Which bands or artists are you most enjoying listening to at the moment?
I’m rinsing ‘Yes’ at the moment, particularly their album ‘90125’ which could not be more GTA. I’ve also got ‘Kikagaku Moyo’ on repeat. Sol and I watched them play their last ever UK show which was some of the most inspiring shit I’ve ever seen.
What’s the thing you agree on the most?
…and what’s the thing you disagree on the most?
What was the best decade for music, in your view? And why?
I gotta say, I still pinch myself when I think of the music coming out now. When I was younger, I was never really interested in anything current, only the music my Dad played me: Bowie, The Beatles, The Who etc.
Now I feel so insanely lucky to be around during such a vibrant and exciting era for music. Otherwise, I’d probably say the nineties – it has everything I love: shoegaze, second summer of love, grunge, baggy Madchester you name it.
Which album do you think gets the most criticism, but you would defend as a great record?
I don’t know if it gets much criticism, but it wouldn’t surprise me cos it’s goofy as hell… Beck – Midnight Vultures. Over the years, I’ve discovered more and more people who’ve listened to it… mainly because of the Futurama episode. I absolutely love that record, it showed me how fun music can be.
You’re with Speedy Wunderground. What’s it like being with such a respected label – joining a roster that has released records from the likes of Black Midi, Black Country, New Road, Kae Tempest? And what has it done for you as a band?
Feels pretty damn good. We’ve always been huge fans of the label and can’t believe we’re working with them so closely now. Dan is the master of capturing bands live, which is something we’ve always wanted to achieve with our sound, it’s a match made in heaven!

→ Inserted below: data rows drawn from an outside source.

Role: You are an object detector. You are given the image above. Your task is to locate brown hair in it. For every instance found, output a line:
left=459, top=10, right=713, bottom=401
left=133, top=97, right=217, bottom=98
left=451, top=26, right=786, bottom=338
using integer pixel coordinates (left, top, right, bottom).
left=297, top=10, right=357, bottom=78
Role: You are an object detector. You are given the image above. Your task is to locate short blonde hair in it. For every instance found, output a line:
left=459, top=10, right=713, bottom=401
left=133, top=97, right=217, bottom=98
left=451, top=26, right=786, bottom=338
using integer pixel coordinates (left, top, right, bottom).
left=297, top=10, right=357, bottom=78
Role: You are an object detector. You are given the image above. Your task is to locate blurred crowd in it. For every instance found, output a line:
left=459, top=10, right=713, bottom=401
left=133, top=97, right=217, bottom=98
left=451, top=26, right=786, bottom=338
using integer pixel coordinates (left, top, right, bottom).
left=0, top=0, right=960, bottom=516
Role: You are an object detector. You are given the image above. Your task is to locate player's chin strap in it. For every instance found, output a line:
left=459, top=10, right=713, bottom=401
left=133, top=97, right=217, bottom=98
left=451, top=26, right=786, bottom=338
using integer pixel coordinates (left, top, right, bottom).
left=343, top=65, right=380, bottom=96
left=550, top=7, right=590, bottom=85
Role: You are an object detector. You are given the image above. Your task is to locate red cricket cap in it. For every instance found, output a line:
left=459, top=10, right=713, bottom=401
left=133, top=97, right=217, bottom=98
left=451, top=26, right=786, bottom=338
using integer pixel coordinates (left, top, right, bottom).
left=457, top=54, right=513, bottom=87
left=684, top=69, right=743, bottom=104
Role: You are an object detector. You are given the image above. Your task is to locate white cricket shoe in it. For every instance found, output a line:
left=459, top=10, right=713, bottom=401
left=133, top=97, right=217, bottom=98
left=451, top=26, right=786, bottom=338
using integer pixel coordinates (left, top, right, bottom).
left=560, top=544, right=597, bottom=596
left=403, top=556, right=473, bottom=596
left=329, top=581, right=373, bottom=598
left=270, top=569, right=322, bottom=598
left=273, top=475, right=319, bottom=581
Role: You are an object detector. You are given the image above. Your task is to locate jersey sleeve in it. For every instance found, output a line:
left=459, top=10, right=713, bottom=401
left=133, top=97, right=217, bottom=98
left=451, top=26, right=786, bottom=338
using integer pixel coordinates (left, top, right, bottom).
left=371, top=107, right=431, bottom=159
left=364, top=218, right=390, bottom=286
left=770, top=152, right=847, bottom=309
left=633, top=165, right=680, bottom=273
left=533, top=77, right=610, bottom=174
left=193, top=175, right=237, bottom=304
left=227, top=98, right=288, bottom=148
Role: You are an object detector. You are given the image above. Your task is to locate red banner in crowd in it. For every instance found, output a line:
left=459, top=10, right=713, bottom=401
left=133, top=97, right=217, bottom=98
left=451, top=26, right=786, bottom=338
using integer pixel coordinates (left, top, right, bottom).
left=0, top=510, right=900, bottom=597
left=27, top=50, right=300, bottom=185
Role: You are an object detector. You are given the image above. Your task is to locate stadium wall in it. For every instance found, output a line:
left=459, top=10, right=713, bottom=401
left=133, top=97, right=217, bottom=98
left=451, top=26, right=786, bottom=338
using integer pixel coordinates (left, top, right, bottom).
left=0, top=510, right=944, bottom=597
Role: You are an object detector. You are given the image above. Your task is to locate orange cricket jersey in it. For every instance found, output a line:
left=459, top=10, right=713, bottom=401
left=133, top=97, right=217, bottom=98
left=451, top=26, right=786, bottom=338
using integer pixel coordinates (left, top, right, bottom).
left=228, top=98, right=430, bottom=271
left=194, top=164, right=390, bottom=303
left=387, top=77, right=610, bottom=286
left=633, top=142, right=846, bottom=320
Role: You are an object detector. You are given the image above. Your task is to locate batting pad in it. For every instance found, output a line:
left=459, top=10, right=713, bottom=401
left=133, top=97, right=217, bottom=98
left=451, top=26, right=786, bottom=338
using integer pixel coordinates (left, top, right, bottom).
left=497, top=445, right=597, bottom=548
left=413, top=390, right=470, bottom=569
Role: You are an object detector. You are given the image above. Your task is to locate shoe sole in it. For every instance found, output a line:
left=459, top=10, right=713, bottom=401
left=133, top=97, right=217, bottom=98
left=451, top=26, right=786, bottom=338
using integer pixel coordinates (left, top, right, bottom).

Recording the EP has certainly influenced the way we write now, constantly developing our individual parts with the intention to record them live in the room.
Your debut EP, Float, is out in August. If you were writing a press release, how would you describe it?
Float is amazing, we’re amazing, I’m amazing, you’re lame.
… and if you were being honest, how would you describe it?
It’s a happy/sad doom n’ gloom comic. 5 heads merged into one like something from The Thing (1982). I’m dead proud of it.
And what’s next for you guys? What are you up to this summer?
We’ve got Wilderness coming up very soon, which is our first Festival and apart from that cooking up some more salty beef for y’all!